One of Burgundy's most respected winemakers, Hubert de Montille, has died aged 84. Christy Canterbury MW reflects on the life of the outspoken lawyer who saved his family domaine.
Hubert de Montille with his son, Etienne, and daughter, Alix. Image credit: Decanter / Clay MacLachlan (2011)
Hubert de Montille passed away Saturday 1 November at the dining table with family, friends and a glass of Pommard Rugiens 1999.
Quick to smile – and to argue – de Montille was a tour de force in Burgundy. As Dominique Lafon said yesterday, de Montille’s capacity for a good argument, especially about wine, made him larger than life.
Born into a winemaking tradition that began in the 18th Century, before the French Revolution, he was thrust into winemaking in his late teens following his father’s death. His mother proposed that she sell the family home and vineyards to give him an education, but Hubert adamantly refused.
De Montille embraced his Burgundian homeland and its wine culture. He celebrated wine that showed its terroir, but wine to him was never a social trophy.
When he inherited his family estate, what had been a grand domaine with holdings in the Cote de Nuits and the Cote de Beaune had been whittled down to just three hectares. As a barrister in Dijon during the week and vigneron over the weekend, de Montille more than saved the family domaine. He grew it and its reputation.

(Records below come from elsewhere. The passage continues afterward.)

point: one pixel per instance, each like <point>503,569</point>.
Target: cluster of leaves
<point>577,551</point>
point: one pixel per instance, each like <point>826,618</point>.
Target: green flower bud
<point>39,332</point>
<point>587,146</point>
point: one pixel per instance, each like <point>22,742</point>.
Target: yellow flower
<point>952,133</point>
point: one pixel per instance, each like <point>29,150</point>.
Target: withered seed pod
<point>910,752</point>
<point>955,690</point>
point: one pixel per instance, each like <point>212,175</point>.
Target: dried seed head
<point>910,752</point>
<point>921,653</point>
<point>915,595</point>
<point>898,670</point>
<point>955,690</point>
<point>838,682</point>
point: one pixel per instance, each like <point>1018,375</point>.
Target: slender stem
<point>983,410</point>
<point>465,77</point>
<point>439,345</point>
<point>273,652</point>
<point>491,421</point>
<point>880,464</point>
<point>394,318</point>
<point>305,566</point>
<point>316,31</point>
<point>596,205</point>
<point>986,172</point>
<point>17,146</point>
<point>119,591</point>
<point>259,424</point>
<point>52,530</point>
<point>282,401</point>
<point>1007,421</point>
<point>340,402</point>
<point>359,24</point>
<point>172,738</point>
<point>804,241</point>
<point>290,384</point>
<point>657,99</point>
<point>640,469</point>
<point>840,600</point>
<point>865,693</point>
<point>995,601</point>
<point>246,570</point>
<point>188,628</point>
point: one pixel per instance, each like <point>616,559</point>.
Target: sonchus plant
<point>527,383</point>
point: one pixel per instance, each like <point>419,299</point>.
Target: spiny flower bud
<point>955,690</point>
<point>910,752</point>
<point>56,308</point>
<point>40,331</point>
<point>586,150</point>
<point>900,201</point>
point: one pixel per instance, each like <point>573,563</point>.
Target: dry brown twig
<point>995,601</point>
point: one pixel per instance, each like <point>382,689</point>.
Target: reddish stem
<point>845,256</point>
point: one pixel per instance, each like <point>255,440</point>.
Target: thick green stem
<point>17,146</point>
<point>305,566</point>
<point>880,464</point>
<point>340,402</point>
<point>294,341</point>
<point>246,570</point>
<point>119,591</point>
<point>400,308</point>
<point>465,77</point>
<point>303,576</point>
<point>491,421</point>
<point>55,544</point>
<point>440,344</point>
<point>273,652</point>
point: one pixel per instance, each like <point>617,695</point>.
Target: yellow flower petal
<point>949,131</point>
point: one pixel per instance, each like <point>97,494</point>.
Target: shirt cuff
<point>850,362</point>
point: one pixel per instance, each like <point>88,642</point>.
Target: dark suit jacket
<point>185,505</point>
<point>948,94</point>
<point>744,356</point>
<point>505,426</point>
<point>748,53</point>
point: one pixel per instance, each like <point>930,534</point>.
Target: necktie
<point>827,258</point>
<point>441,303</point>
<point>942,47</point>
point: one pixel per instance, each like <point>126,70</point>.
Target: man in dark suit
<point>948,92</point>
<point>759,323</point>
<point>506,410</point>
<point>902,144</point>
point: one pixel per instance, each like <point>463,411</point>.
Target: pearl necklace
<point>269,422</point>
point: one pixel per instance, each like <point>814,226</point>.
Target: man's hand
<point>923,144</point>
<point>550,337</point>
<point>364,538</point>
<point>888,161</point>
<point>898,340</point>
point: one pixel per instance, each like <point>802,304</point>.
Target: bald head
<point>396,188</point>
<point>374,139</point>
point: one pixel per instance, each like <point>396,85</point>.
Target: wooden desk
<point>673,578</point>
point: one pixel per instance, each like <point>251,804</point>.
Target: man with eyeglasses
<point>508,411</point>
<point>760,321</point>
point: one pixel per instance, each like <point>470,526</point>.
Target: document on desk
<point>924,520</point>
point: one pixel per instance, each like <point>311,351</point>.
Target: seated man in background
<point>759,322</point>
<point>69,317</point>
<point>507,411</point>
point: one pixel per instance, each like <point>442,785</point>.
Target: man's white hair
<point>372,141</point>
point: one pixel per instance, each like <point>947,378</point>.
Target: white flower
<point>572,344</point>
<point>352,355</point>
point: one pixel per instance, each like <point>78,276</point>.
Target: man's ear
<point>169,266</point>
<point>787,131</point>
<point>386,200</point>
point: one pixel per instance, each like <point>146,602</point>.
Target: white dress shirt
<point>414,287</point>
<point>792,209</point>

He did not, however, set out to become known for his wines. He always said that he made wines that suited his own tastes. He bottled his own wines rather than selling them to negociants, and he said he preferred lower alcohol wines and cared more about perfume than colour. His wines were infamously tough early on, yet they aged beautifully.
Hubert de Montille is survived by his children Isabelle, Etienne and Alix, three grandchildren. Services for de Montille will be held in Beaune at 2:30 pm on Friday, 7 November.